Ich spüre fast, wie Ihr ganzer Leib Widerstand zu leisten beginnt, wenn
Sie das Wort “New Economy” nur hören.
“Das ist doch vorbei...Wozu noch?...Nicht schon wieder...Gott, wie
langweilig...”
Ein eigenartiger Druck entsteht in der Magengrube, ein Stressgefühl
kommt auf, und würde man den Hautwiderstand messen, wäre er
sicherlich erhöht – wie es eben ist, wenn sich der Neuwert einer Sache
verbraucht hat und man sich trotzdem mit ihr befassen muss.
Aber geht es immer nur um den Neuwert?
Es ist schon richtig: Wir leben in Zeiten, in denen originäre Ideen
immens wichtig sind und ihren Schöpfern wirtschaftliche Vorteile verschaffen
(können); im ganz normalen Firmenalltag ebenso wie an den
Universitäten, im Kunst-Betrieb oder in der Kleintischlerei am Land.
Aber ist es deshalb gleich notwendig, gar nicht mehr zurückzuschau -
en ? Vergessen wir dabei nicht, dass wir zwar nur einen Magen haben,
intellektuell aber sehr wohl Wiederkäuer sind?
Gerade die “New Economy” gehört zu jenen Brocken, die wir noch
überhaupt nicht verdaut haben: Was genau ist passiert? War das nur eine
groß angelegte und vom Kapitalmarkt geduldete Party, oder waren auch
Strategien und Logiken im Spiel, die weit über die “Neue Ökonomie”
hinaus für die Wirtschaft wichtig sind? Ist das Scheitern der “DotComs”
deshalb nicht auch ein Indiz dafür, dass wir einige gravierende Mängel
im System haben, die wir aber konsequent ausblenden? Stellt das
Desaster “New Economy” folglich nicht mehr in Frage als bloß die
Kompetenz tausender “Jungunternehmer” und einiger leichtfertiger
Investoren?
In Wirklichkeit haben wir erst in Ansätzen begriffen, was die “Neue
Ökonomie” bei ihrem Aufschlag zerstört hat. Billionen von EUROS, klar.

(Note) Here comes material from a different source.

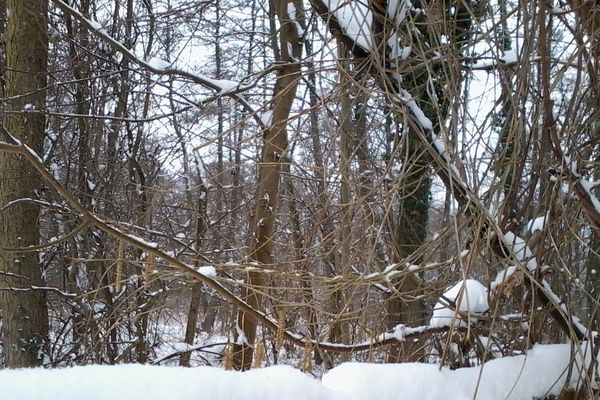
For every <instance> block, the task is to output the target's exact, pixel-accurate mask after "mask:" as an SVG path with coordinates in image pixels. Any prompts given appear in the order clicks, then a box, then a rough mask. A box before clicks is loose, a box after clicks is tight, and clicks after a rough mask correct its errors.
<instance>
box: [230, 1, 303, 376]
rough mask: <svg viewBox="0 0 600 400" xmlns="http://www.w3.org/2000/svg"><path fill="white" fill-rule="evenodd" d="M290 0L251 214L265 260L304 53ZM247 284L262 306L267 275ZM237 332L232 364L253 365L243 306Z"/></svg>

Und viele Illusionen; inklusive der eines “weichen Kapitalismus”, in dem
Menschen und deren Kreativität im Mittelpunkt stehen. Aber das
Ausmaß der Zerstörung ist noch viel größer, wie sich zeigt, wenn man
sich erst auf die Spurensuche und das Ergründen der Ursachen eingelassen
hat:Keine Frage, echte Misswirtschaft spielte bei diesem kapitalen Absturz
ebenso eine Rolle wie Business Modelle, die diesen Namen nicht verdienen.
Und freilich waren da noch all diese kruden Ideen von neuen
Business-Regeln, die zu einem guten Teil der so genannten “NetzwerkÖkonomie”
entliehen worden waren und einfach nicht funktionieren
konnten (“Denk daran, dass ein Fax sinnlos ist, Millionen Fax-Geräte
aber extrem wertvoll sind; schenk deshalb dein Produkt anfangs her und
warte darauf, dass es so wichtig wie das Fax geworden ist”. Dumm nur, dass die meisten Produkte nie so wichtig wie das Fax werden – ohne
deswegen aber wirtschaftlich uninteressant zu sein...).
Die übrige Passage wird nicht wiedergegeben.